SOME SEXUAL ANATOMY: THE PENIS
The penis is a man’s most obvious and talked about sex organ. Most men at some time or another have worried about the size of their penis, just as women concern themselves with their breast size. Surveys of women who have had many sex partners show that a man’s penis size really does not matter when it comes to sexual satisfaction, but even though most men know this, about a third still wonder whether things wouldn’t just be that little bit better if they had a longer or thicker penis. The size of an un-erect penis does not seem to matter very much because, apart from very small and very large ones (which are somewhat uncommon), the majority of penises erect to about the same length and circumference. Just as we cannot possibly say how often a couple ‘should’ have intercourse, we cannot say how long a penis ‘should’ be. Men’s erect penises in fact vary in dimension less than other parts of their bodies.
There are all kinds of myths connecting penis size with the size of a man’s body, his race, his amount of sexual activity, and so on but careful research has shown that all such old wives’ (or husbands’) tales are based on hearsay. There is no definite correlation between penis size and body size, and black men do not have longer penises than white men. One of the many clever things about the vagina is that it can adapt to a penis of any size and can do so painlessly and pleasurably.
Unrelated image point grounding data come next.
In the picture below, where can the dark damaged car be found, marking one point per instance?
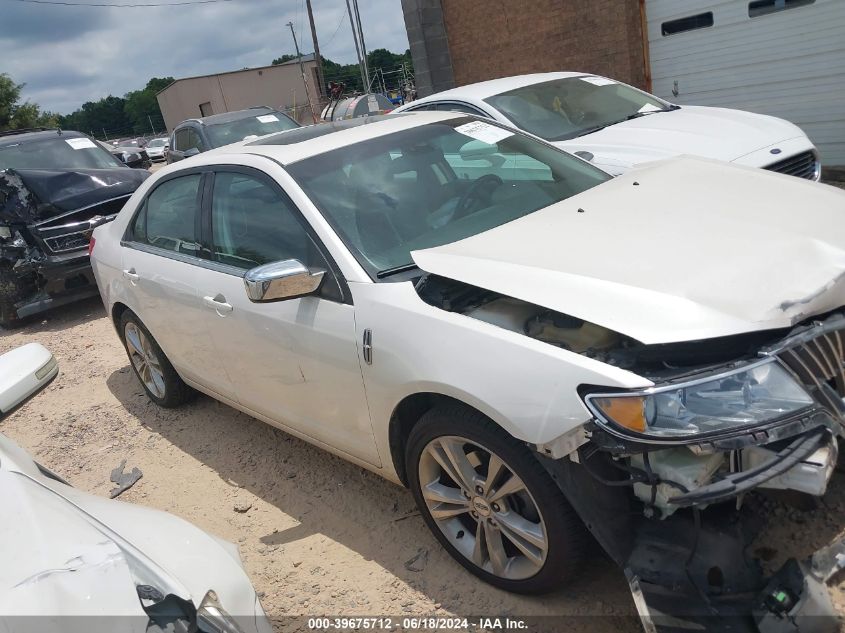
(55, 187)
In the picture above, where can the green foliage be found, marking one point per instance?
(15, 115)
(121, 116)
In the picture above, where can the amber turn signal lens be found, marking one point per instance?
(625, 411)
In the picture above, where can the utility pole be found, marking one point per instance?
(363, 47)
(317, 58)
(302, 72)
(357, 48)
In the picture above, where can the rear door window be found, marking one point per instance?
(168, 218)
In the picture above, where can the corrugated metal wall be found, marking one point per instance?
(788, 63)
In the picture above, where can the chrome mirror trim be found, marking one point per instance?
(282, 280)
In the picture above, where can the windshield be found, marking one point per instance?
(435, 184)
(259, 125)
(57, 153)
(565, 108)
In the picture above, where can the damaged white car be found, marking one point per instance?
(76, 562)
(538, 350)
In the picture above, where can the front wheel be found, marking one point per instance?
(161, 382)
(491, 504)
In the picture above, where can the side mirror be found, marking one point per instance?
(24, 371)
(277, 281)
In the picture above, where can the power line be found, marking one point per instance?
(121, 6)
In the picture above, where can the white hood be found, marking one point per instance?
(700, 131)
(698, 249)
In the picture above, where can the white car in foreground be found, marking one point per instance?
(616, 126)
(72, 561)
(529, 344)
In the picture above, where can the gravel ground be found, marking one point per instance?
(318, 536)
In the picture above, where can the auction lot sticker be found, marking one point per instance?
(484, 132)
(80, 143)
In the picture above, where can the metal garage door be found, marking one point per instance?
(779, 57)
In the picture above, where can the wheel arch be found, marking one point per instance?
(408, 412)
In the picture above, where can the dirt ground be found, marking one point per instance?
(319, 536)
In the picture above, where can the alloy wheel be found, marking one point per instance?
(144, 360)
(483, 508)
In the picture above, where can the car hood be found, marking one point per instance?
(701, 131)
(56, 563)
(34, 195)
(73, 553)
(680, 250)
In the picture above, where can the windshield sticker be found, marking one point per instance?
(649, 107)
(598, 81)
(80, 143)
(483, 132)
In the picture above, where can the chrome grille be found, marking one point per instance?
(819, 362)
(803, 165)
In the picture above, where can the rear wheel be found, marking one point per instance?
(161, 382)
(491, 504)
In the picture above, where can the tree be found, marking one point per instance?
(15, 115)
(10, 92)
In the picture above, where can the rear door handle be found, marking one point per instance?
(218, 304)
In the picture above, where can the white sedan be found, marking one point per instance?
(529, 344)
(76, 562)
(616, 126)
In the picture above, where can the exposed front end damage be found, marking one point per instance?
(676, 481)
(46, 219)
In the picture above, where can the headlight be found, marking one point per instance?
(741, 398)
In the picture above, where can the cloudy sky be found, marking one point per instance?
(67, 55)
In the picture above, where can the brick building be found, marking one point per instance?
(785, 58)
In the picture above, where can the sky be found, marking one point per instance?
(67, 55)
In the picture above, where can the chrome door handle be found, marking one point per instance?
(218, 304)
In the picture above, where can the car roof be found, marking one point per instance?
(225, 117)
(14, 138)
(484, 89)
(298, 144)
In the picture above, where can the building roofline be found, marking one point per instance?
(305, 60)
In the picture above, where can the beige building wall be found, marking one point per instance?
(279, 86)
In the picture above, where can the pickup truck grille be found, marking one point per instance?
(819, 362)
(803, 165)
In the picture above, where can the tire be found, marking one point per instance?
(152, 368)
(452, 429)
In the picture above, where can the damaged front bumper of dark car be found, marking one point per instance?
(46, 219)
(674, 498)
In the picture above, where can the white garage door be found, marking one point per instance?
(780, 57)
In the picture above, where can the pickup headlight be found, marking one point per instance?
(743, 397)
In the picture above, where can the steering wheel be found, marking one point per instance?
(472, 193)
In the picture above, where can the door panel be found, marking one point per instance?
(294, 361)
(160, 268)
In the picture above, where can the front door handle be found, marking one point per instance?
(218, 304)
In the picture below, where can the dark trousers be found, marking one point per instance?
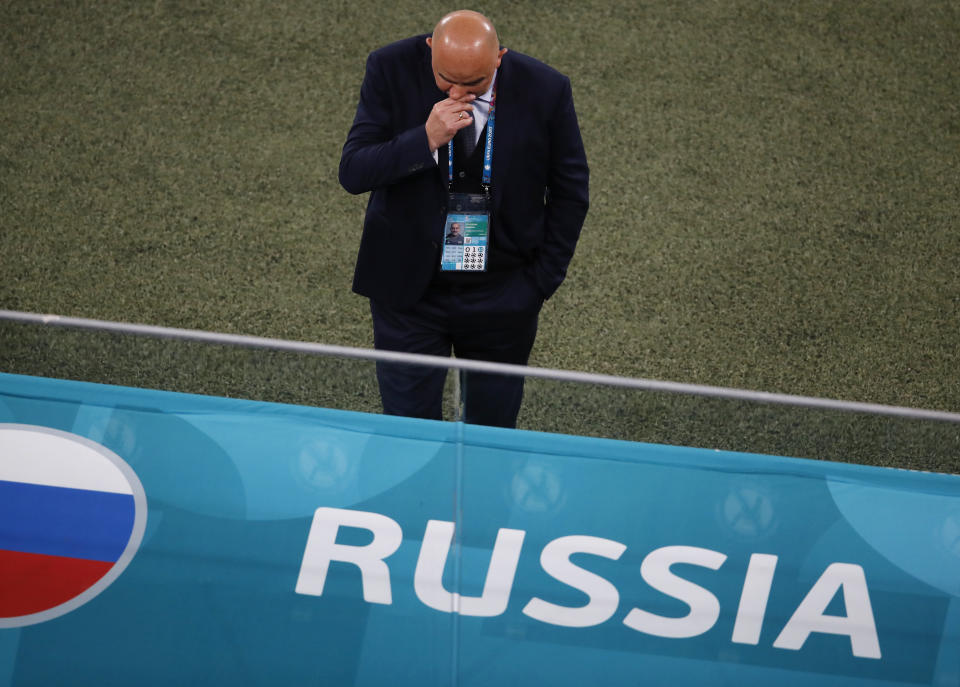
(494, 320)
So the same woman can get exactly the same level of vaginal pleasure from a
five-inch and a seven-inch penis.
The penis is a tube-like structure, but although it looks like one tube, it is in fact three. As you look down on the penis from the top there are two tubular masses of tissue under the skin called the corpora cavernosa. They are called cavernosa because they are cavernous in structure and can swell to accommodate large volumes of blood. The third cylindrical structure in the penis lies on the under surface and is called the corpus spongiosum. It ends in a bulbous swelling (the glans) which is the sensitive tip of the penis.
The corpora cavernosa swell when a man becomes sexually aroused and an erection occurs because more blood flows into the penis than is allowed to flow out. The penis has to swell and become rigid to fulfil its sexual function — that of placing semen high up in the vagina near the cervix.
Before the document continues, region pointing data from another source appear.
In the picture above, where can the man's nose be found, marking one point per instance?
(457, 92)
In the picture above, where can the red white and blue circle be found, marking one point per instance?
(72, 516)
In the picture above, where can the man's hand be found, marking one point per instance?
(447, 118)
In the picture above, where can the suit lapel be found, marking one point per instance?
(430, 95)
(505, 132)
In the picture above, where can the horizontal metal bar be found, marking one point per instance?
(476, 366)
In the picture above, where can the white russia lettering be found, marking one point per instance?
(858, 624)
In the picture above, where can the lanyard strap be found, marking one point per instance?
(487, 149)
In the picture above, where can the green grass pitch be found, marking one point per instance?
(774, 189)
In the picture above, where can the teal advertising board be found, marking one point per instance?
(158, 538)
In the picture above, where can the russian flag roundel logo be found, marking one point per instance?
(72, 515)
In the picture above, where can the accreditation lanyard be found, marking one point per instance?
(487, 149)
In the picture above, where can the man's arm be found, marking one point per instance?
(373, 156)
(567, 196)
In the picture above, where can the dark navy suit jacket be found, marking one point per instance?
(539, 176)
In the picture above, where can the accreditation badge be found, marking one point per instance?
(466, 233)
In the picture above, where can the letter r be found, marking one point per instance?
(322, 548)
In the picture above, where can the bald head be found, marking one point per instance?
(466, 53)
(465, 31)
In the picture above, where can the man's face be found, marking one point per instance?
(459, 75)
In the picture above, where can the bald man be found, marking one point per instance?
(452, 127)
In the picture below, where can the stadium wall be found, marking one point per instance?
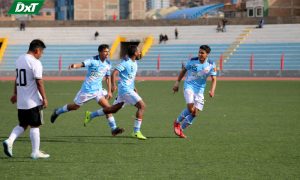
(209, 21)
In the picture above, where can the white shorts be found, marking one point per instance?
(196, 99)
(83, 97)
(129, 98)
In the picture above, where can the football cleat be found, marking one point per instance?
(117, 131)
(177, 130)
(54, 116)
(87, 118)
(40, 155)
(7, 148)
(139, 135)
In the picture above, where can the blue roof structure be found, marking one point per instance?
(193, 13)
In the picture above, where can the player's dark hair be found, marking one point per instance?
(206, 48)
(102, 47)
(35, 44)
(131, 50)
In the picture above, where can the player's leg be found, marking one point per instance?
(188, 120)
(134, 99)
(189, 99)
(115, 130)
(35, 121)
(103, 102)
(117, 105)
(194, 108)
(16, 132)
(79, 100)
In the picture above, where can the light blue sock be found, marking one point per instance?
(62, 110)
(182, 115)
(137, 125)
(97, 113)
(112, 123)
(188, 121)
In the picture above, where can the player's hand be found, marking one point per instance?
(109, 96)
(211, 94)
(113, 88)
(13, 99)
(71, 66)
(176, 87)
(45, 103)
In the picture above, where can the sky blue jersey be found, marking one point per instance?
(96, 72)
(127, 72)
(197, 74)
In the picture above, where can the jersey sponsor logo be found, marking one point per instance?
(26, 7)
(21, 77)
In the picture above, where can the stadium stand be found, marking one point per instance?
(267, 46)
(193, 13)
(74, 44)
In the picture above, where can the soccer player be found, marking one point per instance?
(127, 93)
(30, 95)
(98, 68)
(198, 69)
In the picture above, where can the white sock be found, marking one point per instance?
(16, 132)
(112, 123)
(35, 139)
(137, 125)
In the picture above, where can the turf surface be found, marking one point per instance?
(250, 130)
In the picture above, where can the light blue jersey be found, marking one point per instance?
(96, 72)
(127, 72)
(197, 74)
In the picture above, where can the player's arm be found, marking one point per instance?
(181, 75)
(213, 86)
(41, 88)
(113, 80)
(76, 66)
(13, 98)
(108, 83)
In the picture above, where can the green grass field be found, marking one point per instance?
(250, 130)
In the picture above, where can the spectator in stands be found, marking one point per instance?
(96, 35)
(224, 22)
(219, 26)
(22, 26)
(165, 38)
(261, 23)
(161, 38)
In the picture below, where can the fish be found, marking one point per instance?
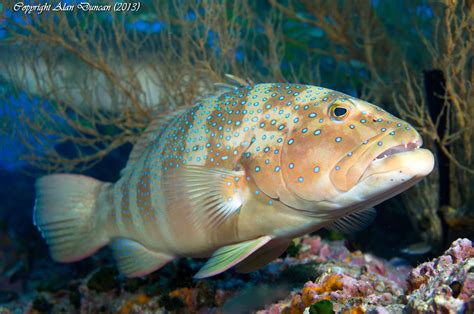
(234, 178)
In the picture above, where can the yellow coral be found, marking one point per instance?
(331, 283)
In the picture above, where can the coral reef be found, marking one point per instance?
(318, 276)
(445, 284)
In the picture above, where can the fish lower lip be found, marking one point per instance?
(399, 149)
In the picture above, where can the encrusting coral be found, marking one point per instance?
(320, 277)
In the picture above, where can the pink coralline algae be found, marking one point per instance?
(319, 277)
(445, 284)
(359, 283)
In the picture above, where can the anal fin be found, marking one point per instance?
(135, 260)
(230, 255)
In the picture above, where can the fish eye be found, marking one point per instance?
(339, 112)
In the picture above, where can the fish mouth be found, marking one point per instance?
(362, 161)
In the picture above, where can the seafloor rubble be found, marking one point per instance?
(315, 276)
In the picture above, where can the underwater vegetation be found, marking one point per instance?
(78, 89)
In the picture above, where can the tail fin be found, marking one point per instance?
(65, 214)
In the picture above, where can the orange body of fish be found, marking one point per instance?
(236, 177)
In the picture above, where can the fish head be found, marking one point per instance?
(347, 153)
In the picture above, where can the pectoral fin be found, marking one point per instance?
(213, 195)
(230, 255)
(263, 256)
(354, 222)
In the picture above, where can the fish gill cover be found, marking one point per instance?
(78, 88)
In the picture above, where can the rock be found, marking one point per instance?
(445, 284)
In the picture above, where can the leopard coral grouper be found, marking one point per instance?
(236, 177)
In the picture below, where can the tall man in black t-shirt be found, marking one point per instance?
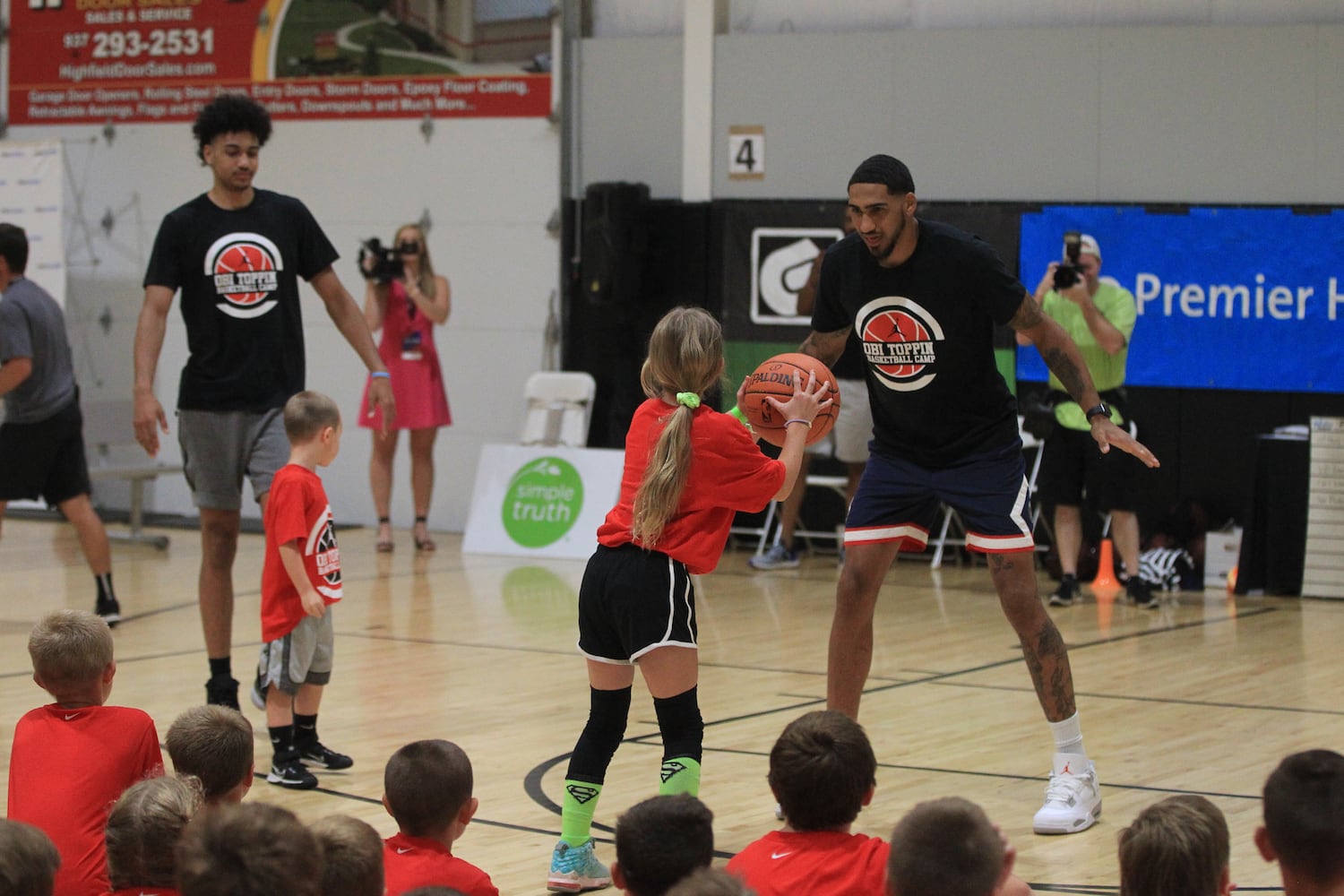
(924, 300)
(236, 254)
The urethra is the tube that carries urine from the bladder to the outside. It terminates at the tip of the penis in a thin, slit-like opening.
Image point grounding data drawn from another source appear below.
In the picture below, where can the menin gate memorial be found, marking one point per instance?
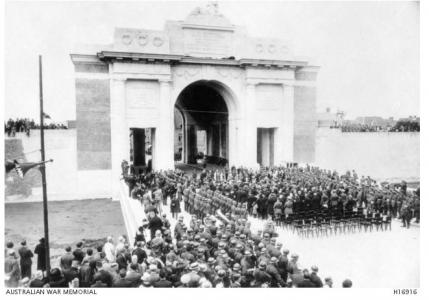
(200, 85)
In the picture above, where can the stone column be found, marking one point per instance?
(164, 148)
(118, 134)
(288, 123)
(250, 155)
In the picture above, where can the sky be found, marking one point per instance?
(368, 51)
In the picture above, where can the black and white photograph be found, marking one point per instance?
(212, 144)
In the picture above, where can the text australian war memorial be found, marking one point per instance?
(201, 85)
(198, 160)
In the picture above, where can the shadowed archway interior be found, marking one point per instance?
(202, 128)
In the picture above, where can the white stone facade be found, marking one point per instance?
(146, 70)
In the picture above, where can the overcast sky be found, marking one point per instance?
(368, 51)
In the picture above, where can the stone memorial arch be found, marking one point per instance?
(253, 100)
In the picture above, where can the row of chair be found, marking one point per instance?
(324, 224)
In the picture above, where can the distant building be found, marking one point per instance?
(71, 124)
(330, 119)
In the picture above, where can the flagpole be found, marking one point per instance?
(43, 171)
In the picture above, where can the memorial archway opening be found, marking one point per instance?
(201, 124)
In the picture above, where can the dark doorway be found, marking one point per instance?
(265, 146)
(205, 123)
(141, 142)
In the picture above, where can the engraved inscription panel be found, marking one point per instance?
(269, 97)
(211, 42)
(142, 102)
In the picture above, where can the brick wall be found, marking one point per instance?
(305, 124)
(93, 124)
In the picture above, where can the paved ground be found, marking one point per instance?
(69, 222)
(377, 259)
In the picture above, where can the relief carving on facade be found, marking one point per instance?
(187, 72)
(228, 72)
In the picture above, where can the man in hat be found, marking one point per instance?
(260, 274)
(133, 275)
(283, 264)
(109, 249)
(38, 281)
(328, 282)
(347, 283)
(315, 278)
(305, 282)
(273, 271)
(72, 272)
(122, 282)
(155, 224)
(66, 259)
(41, 256)
(25, 262)
(140, 252)
(162, 282)
(78, 252)
(11, 269)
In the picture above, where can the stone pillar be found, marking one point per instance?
(287, 134)
(250, 155)
(118, 132)
(164, 148)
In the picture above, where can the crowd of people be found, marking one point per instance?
(400, 126)
(204, 253)
(216, 247)
(12, 127)
(279, 192)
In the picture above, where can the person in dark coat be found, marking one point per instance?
(72, 272)
(41, 255)
(87, 273)
(140, 252)
(134, 276)
(25, 261)
(122, 282)
(38, 281)
(175, 204)
(121, 260)
(56, 280)
(306, 282)
(314, 278)
(163, 282)
(11, 269)
(155, 224)
(66, 259)
(139, 236)
(98, 283)
(78, 252)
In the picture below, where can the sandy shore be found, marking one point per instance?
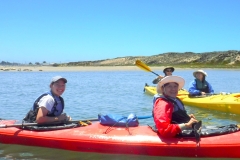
(78, 68)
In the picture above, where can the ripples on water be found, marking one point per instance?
(90, 93)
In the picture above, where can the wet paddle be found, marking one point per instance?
(37, 124)
(144, 67)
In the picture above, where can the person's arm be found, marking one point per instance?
(156, 80)
(210, 88)
(193, 88)
(162, 118)
(43, 118)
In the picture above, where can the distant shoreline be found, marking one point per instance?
(85, 68)
(72, 68)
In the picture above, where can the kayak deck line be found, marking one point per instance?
(143, 141)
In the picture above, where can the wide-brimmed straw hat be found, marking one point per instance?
(199, 71)
(168, 79)
(168, 68)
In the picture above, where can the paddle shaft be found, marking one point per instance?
(36, 124)
(155, 73)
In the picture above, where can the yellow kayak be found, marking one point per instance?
(151, 90)
(229, 103)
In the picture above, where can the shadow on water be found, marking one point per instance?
(19, 152)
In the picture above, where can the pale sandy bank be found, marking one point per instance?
(78, 68)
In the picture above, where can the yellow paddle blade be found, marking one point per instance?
(142, 65)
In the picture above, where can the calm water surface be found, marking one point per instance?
(90, 93)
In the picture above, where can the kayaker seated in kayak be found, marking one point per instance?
(167, 72)
(200, 86)
(49, 106)
(169, 113)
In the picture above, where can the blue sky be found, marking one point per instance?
(81, 30)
Semen comes out of this same opening, so the urethra has a dual urinary and sexual function in men. During ejaculation the muscle at the base of the bladder, which is normally contracted except during urination, compels the semen to travel down the penis instead of entering the bladder. Certain medical disorders and some drugs can so alter this muscular mechanism that the man ejaculates semen into his bladder instead of down his urethra.
The shaft of the penis is covered with dark, loose skin which looks rather delicate and thin, and this skin continues below over the scrotum as a more wrinkled, thicker and hairier covering. The skin protrudes over the tip of the penis as a loose fold called the foreskin.